I had a thought about a potential reward function for Neutrality+. For each batch you would:
The idea is that the agent's reward will be situated on a guarantee of having reached each trajectory length a constant number of times so it will have no incentive to affect the likelihood of any given trajectory, but it will be incentivized to increase its reward given any trajectory length.
Adjustments:
I am curious as to how this scheme lines up with your plan for testing Neutrality+. My reading was that the plan is closer to building in training for the Ramsey Yardstick into DReST, but I couldn't quite workout how I would do that.
Cool direction and results!
Can we prevent such an agent from having a preference to create agents that do resist shutdown?
EDIT: And if they're going to create agents anyway, actually make sure those agents don't resist shutdown, too, rather than, say, being indifferent about whether those other agents resist shutdown.
Thanks!
Ensuring that agents always prefer to create shutdownable subagents is hard. But a couple of points. First:
Note a nice feature of artificial agents. Making perfect copies is easy: as easy as copying and pasting a long list of parameters. If our original agent makes new agents by copying itself, these new agents will also be neutral and shutdownable. Making imperfect, non-neutral copies is hard. Our original agent would have to find some way to change the parameters of the new agents in a way that makes these agents non-neutral but preserves their capabilities. That would likely involve setting up some training process, in which case our original agent faces its own alignment problem in getting these new agents to do what it wants (Salib, 2024). It will also be much easier for us to watch out for (Greenblatt & Shlegeris, 2024) and train against the production of new non-neutral agents, as compared to us having to watch out for and train against every possible kind of shutdown-resistance.

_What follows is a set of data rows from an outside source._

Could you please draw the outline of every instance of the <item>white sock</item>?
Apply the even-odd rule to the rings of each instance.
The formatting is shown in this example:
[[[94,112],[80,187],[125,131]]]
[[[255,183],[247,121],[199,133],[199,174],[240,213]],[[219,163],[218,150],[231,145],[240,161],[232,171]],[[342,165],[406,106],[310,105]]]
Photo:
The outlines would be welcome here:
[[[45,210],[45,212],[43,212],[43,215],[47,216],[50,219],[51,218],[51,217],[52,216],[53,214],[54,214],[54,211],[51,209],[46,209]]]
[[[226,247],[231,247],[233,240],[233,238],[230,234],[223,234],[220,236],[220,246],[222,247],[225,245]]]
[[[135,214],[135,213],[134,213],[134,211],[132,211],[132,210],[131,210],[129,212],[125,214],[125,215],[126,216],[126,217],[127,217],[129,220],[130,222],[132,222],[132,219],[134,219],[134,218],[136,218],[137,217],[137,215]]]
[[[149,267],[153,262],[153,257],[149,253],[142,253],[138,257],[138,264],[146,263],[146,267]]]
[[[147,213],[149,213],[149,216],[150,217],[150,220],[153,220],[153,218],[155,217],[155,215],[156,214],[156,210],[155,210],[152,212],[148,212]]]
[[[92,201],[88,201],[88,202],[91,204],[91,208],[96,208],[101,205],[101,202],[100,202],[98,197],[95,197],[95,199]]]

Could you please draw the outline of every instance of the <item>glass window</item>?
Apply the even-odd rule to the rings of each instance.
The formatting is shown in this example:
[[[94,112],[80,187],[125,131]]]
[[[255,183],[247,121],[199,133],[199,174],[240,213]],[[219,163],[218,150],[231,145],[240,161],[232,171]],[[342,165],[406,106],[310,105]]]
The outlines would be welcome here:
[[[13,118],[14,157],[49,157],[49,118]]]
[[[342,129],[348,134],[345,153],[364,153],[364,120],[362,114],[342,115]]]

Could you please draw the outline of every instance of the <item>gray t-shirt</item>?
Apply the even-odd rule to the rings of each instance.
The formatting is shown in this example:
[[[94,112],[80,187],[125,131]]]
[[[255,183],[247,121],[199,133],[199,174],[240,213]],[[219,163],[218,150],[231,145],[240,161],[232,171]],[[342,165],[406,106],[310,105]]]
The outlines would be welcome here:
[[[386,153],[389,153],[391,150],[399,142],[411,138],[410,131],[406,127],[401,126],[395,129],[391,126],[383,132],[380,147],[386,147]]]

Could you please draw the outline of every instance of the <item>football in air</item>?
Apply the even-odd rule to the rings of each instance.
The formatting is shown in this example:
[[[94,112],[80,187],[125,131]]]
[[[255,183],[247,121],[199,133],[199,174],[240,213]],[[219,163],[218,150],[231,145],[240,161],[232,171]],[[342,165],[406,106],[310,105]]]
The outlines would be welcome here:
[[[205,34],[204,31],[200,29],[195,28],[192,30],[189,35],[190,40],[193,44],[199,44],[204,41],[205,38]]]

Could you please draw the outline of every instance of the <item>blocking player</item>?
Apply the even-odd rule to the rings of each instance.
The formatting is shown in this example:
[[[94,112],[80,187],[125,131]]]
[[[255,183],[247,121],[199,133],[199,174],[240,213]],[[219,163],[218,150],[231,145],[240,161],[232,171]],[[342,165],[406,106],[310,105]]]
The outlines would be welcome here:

Second, POST-agents won't pay costs to shift probability mass away from earlier shutdowns. So if they try to create subagents, they won't pay any costs to do so covertly. So likely these attempts will be easy for us humans to notice and intervene on. (I make a similar point in the section on managing the news.)

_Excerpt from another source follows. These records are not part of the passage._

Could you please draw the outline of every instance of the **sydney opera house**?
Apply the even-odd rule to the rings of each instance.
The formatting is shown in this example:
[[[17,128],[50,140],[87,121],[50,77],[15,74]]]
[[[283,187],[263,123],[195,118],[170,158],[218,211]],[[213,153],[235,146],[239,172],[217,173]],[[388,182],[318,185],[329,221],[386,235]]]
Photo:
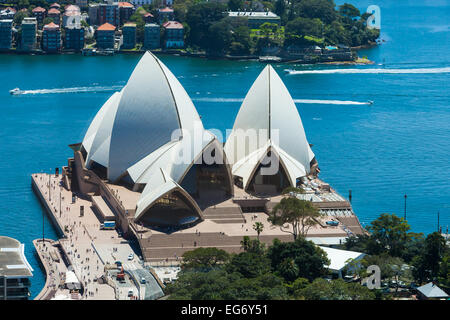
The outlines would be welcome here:
[[[177,78],[147,52],[83,141],[70,147],[65,187],[91,199],[105,219],[113,217],[139,240],[145,257],[150,235],[159,232],[175,237],[202,223],[217,234],[225,225],[244,228],[245,212],[268,212],[289,186],[316,190],[310,200],[324,214],[353,215],[347,201],[316,179],[300,115],[271,66],[253,83],[222,143],[203,127]]]

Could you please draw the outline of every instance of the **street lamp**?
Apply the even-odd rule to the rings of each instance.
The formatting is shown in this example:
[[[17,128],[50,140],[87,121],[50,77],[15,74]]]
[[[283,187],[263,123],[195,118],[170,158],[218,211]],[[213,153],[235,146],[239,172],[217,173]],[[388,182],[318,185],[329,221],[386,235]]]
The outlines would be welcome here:
[[[408,196],[405,194],[405,213],[404,213],[404,216],[403,216],[403,218],[406,220],[406,198],[408,198]]]

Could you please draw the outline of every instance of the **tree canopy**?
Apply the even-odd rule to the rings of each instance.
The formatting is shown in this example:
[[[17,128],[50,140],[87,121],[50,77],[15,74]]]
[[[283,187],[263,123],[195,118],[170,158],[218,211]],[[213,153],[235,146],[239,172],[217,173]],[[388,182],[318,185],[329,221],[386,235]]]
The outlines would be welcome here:
[[[291,233],[295,240],[298,236],[306,236],[309,229],[317,224],[315,219],[318,217],[319,210],[310,201],[287,197],[275,205],[268,221],[279,226],[281,231]],[[285,225],[290,225],[291,230],[286,229]]]

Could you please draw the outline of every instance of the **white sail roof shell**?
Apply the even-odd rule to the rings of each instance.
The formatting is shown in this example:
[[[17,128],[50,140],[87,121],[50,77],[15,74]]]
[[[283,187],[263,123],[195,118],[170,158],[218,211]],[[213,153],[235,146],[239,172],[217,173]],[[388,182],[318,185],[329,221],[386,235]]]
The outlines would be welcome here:
[[[205,130],[192,100],[169,69],[146,52],[126,86],[98,111],[83,140],[86,165],[107,168],[108,180],[128,174],[145,188],[136,217],[179,185],[216,137]]]
[[[169,69],[146,52],[126,86],[92,121],[83,140],[86,164],[105,166],[110,181],[131,168],[137,180],[152,162],[141,160],[161,153],[159,148],[180,140],[183,132],[193,136],[195,129],[205,132],[192,100]]]
[[[247,130],[253,130],[257,136],[255,143],[242,140],[242,132]],[[252,157],[265,156],[269,147],[286,166],[292,185],[296,178],[309,174],[314,153],[302,120],[283,81],[272,66],[267,65],[247,93],[225,143],[233,175],[241,176],[244,186],[254,172],[254,165],[246,162]]]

It seems to me like a potential limitation of POST-Agency might be impediment avoidance. Take the "Work or Steal" example from Section 14. The agent might choose to work rather than steal if it believes that stealing is likely to be punished by jail time (as a risk unique from shutdown).
Similarly, if the agent believes a human is in the way of where a paperclip factory should be, it might send a killer drone to remove the human. If other humans would take down the killer drone this might present the possibility of further impediment. Thus, the agent may scheme to take countermeasures in advance to minimize this impediment. In order to minimize the cost of dealing with the impediment it may choose to hide its scheming from humans.
More generally, the utility maximizing world states of a misaligned AI over long trajectories will still likely be bad and, therefore, still involve the modeling of some kind of human resistance. Although it will be unconcerned with avoiding early shut down, utility maximizing actions for minimizing the cost of human resistance may overlap heavily with shut down resistance.
It also seems possible to me that the model relearns shut down resistance as a generalization of impediment avoidance. It may avoid shutdown "just for fun" because "it enjoys being wary of potential impediments."
With the Work or Steal example specifically, we want the agent to choose Work because that's best for the user's expected bank balance. With the drones example, things are different. POST-agents will start building the drone if that has highest EV, taking the probability distribution over trajectory-lengths as fixed. That's a downside, but it's minor so long as the POST-agent builds the drone in a cheap, overt way, because then we can just notice and shut the agent down.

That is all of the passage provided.